Entrepreneurs and Cities: Complexity, Thickness, and Balance
William C. Strange
University of Toronto - Rotman School of Management
Robert W. Helsley
University of California, Berkeley - Haas School of Business
November 29, 2010
46th Annual AREUEA Conference Paper
It is well-established that the thickness of large cities' markets can enhance entrepreneurial activity (Vernon (1960)). It has been more recently established that because they carry out so many different tasks, a balance of skills may be beneficial to entrepreneurs (Lazear (2004, 2005)). This paper unifies these approaches to agglomeration and entrepreneurship. It breaks from both by focusing directly on the timeliness of entrepreneurial activity.
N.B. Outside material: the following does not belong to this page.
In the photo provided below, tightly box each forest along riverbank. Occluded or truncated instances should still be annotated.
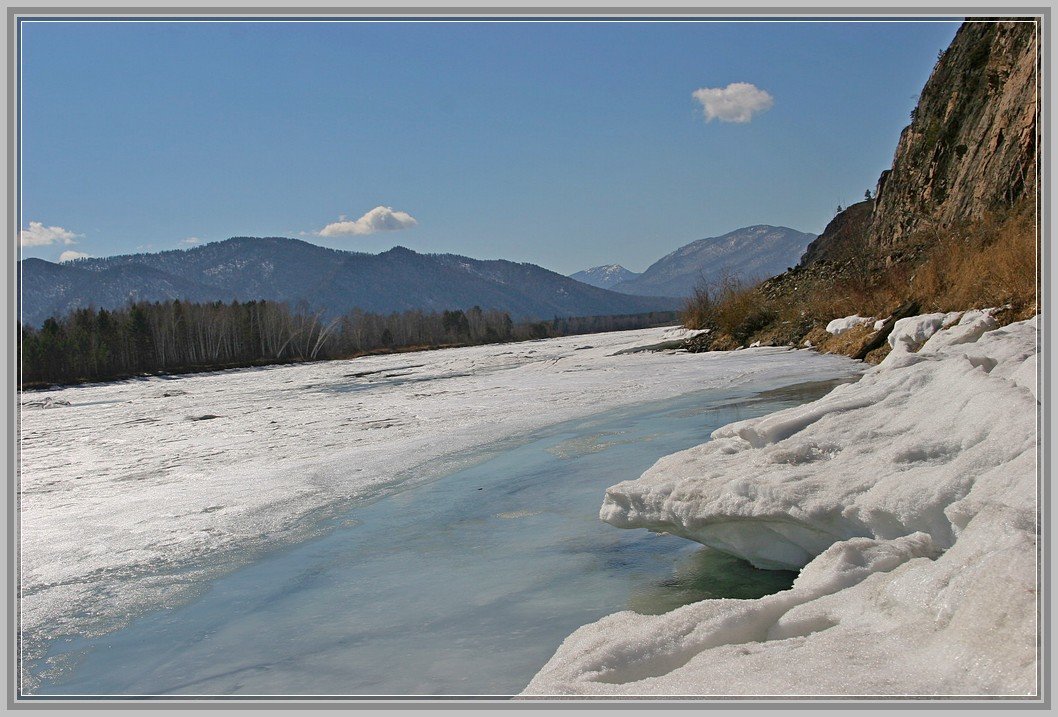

The paper's model of multidimensional task completion generates several interesting results. First, agglomeration economies arising from market thickness are reflected in shorter completion times. Second, complex projects that are infeasible in small cities may be feasible in large cities, where adaptation costs and completion times are lower. Third, it may be possible for less balanced entrepreneurs to manage successfully in large cities by substituting local market thickness for a balance of skills. Fourth, the Lazear result on the balance of entrepreneurs is shown to be related to Jacobs‟ (1969) classic result on urban diversity (city balance). Both are special cases of a more general sort of balance.